Danilo Aprigliano

Supercazzole

It happens a little too often - on television, in newspapers, on blogs, on the web, on social media - to witness performances (even quite extreme at times) in which commentators (almost never improvised, eh!) hover in a vortex supercazzolist of words and phrases that aspire, according to them, to interpret current events and politics.
«Yes, France is a country that functions very well but it too is now in a phase of depression. He no longer believes in himself and his future" you might hear someone out there say, as a maxim that would like to resolve the complexity of French politics.
But there is worse – and as if there is worse! -. There are those who believe that everything can be resolved with small talk.
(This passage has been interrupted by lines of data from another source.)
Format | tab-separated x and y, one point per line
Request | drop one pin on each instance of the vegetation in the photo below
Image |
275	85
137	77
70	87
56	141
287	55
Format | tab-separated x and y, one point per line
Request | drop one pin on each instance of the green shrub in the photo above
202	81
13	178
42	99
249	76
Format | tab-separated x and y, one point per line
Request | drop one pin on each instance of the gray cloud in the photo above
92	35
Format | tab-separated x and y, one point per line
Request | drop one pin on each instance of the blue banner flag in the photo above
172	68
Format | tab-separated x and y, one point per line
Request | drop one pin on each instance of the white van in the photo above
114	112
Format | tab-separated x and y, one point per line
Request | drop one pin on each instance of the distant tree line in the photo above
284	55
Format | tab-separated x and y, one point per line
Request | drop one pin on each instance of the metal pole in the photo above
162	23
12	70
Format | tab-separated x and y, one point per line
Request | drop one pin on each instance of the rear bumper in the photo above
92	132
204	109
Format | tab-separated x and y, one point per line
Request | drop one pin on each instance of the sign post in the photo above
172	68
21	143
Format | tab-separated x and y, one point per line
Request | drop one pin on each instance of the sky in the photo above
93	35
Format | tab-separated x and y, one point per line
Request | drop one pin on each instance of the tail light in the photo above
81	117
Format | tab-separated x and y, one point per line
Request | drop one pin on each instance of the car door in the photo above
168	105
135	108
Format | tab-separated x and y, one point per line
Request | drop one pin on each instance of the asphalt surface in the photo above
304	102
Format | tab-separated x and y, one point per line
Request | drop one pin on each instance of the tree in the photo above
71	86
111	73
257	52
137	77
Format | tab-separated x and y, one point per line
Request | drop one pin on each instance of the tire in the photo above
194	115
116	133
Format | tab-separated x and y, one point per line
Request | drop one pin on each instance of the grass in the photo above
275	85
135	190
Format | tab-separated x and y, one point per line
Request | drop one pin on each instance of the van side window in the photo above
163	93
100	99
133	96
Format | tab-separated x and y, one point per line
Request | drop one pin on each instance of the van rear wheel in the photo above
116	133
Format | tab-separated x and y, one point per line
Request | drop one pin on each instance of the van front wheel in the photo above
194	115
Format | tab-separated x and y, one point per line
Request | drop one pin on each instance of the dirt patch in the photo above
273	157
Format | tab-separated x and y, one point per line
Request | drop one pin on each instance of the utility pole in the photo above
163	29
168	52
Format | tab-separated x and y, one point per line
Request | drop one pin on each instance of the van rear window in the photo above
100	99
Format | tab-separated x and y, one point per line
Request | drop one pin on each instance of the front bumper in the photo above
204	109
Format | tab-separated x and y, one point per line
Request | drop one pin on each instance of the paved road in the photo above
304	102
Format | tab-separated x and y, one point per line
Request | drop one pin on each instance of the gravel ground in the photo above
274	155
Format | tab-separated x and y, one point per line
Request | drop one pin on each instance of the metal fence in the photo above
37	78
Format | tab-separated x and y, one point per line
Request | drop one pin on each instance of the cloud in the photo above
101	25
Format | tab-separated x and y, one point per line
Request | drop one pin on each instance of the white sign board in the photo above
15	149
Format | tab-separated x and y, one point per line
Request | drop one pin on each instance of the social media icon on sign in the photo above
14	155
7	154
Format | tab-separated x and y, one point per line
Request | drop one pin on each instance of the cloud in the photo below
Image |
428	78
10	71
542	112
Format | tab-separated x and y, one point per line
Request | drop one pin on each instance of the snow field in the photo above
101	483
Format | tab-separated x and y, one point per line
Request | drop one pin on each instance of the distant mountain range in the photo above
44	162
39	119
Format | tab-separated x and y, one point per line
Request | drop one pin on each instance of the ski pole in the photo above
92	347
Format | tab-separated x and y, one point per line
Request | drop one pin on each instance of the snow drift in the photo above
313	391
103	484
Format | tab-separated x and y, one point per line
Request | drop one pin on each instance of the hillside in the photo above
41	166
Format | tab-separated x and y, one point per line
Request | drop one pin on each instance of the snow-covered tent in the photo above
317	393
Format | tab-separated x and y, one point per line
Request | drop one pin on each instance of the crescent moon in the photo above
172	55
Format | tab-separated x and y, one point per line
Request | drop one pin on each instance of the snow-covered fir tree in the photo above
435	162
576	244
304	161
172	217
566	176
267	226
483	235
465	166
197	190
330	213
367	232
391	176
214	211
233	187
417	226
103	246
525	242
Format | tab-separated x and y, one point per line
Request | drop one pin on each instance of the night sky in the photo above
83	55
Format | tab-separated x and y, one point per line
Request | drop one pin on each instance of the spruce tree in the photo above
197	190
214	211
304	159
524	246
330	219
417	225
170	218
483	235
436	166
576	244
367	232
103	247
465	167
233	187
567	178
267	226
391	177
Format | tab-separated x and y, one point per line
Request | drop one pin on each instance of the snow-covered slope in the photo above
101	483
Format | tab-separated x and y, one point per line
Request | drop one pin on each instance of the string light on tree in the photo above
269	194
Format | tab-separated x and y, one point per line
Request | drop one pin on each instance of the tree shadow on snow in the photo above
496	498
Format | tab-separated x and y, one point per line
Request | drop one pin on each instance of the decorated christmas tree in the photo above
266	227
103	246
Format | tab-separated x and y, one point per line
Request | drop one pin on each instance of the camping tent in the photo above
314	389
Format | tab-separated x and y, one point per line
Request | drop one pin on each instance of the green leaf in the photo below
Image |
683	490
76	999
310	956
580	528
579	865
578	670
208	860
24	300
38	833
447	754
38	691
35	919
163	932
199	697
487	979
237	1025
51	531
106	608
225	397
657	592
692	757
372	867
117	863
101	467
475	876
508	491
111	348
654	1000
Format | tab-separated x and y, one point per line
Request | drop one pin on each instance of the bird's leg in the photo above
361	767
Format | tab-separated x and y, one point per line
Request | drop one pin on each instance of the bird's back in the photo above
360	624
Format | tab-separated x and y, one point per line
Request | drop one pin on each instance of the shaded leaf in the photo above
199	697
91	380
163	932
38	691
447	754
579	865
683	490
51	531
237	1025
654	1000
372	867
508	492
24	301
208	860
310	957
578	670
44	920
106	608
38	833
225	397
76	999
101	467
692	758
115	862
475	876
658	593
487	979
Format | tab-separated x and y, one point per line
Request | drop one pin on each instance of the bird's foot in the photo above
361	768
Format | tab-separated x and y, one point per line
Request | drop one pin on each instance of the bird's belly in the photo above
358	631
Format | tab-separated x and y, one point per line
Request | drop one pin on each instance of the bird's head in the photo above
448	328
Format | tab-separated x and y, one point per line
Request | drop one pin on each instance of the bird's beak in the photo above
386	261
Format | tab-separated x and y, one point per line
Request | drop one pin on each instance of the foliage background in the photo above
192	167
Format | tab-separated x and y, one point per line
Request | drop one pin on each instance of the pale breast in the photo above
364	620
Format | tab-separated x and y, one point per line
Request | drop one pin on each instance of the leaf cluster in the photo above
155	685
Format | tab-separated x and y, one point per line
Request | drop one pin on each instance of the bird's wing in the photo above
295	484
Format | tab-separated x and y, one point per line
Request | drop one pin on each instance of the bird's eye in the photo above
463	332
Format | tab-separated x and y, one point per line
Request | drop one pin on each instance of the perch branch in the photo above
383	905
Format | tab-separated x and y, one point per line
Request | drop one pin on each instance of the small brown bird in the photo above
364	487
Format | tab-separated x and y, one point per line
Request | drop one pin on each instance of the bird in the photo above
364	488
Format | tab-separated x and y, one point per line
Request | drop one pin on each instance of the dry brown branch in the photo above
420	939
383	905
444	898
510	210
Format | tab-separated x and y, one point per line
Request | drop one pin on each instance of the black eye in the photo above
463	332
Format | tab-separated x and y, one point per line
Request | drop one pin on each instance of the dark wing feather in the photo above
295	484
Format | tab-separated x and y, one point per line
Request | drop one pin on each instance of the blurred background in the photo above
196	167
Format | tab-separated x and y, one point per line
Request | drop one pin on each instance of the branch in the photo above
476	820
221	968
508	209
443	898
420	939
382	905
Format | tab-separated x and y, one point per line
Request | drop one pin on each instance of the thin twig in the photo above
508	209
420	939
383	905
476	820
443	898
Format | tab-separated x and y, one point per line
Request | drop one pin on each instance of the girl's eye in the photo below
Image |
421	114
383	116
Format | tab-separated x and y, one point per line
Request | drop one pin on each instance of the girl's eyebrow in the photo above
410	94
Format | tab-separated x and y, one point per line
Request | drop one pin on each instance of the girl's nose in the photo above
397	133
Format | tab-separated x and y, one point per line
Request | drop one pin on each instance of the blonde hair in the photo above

Very often the thoughts written on current affairs, politics, culture (especially culture!), foreign affairs resemble the futile, vacuous, uninformed speeches of friends and acquaintances who find themselves talking about this and that, or bar chatter.
For example, read these sentences:

... in moments of crisis like the one we are going through, criticism of politics grows and becomes very strong, but of the past one (which the intellectual oligarchies close to power mistake for anti-politics tout court), while instead the demand for a new and different policy. In the form, precisely, of a leadership that is up to the situation. Of someone who knows how to indicate concrete solutions but above all is capable of arousing new inspiration, of instilling hope and courage, of fueling - let's not be afraid of the word - also a higher moral tension: the one that serves to restore a positive image of ourselves themselves that the crisis often destroys.

(E.Galli Della Loggia, Corriere della sera of 17 December 2013)

Perhaps The Great Beauty is not Sorrentino's best film (for this writer it certainly isn't) and there have probably been, in these 15 years, better films in Italy too (the double Il divo and Gomorrah, to stay in the family ). But to grab the Oscar you need, like it or not, a mix that Sorrentino's film totally possesses. The fundamental ingredient for making it in the USA seems to be to stage a sort of deja-vu, to exhume a hint, an aroma of something that Americans know and that they really like to remember.

(Elisa Battistini, Il Fatto Quotidiano of 13 January 2014).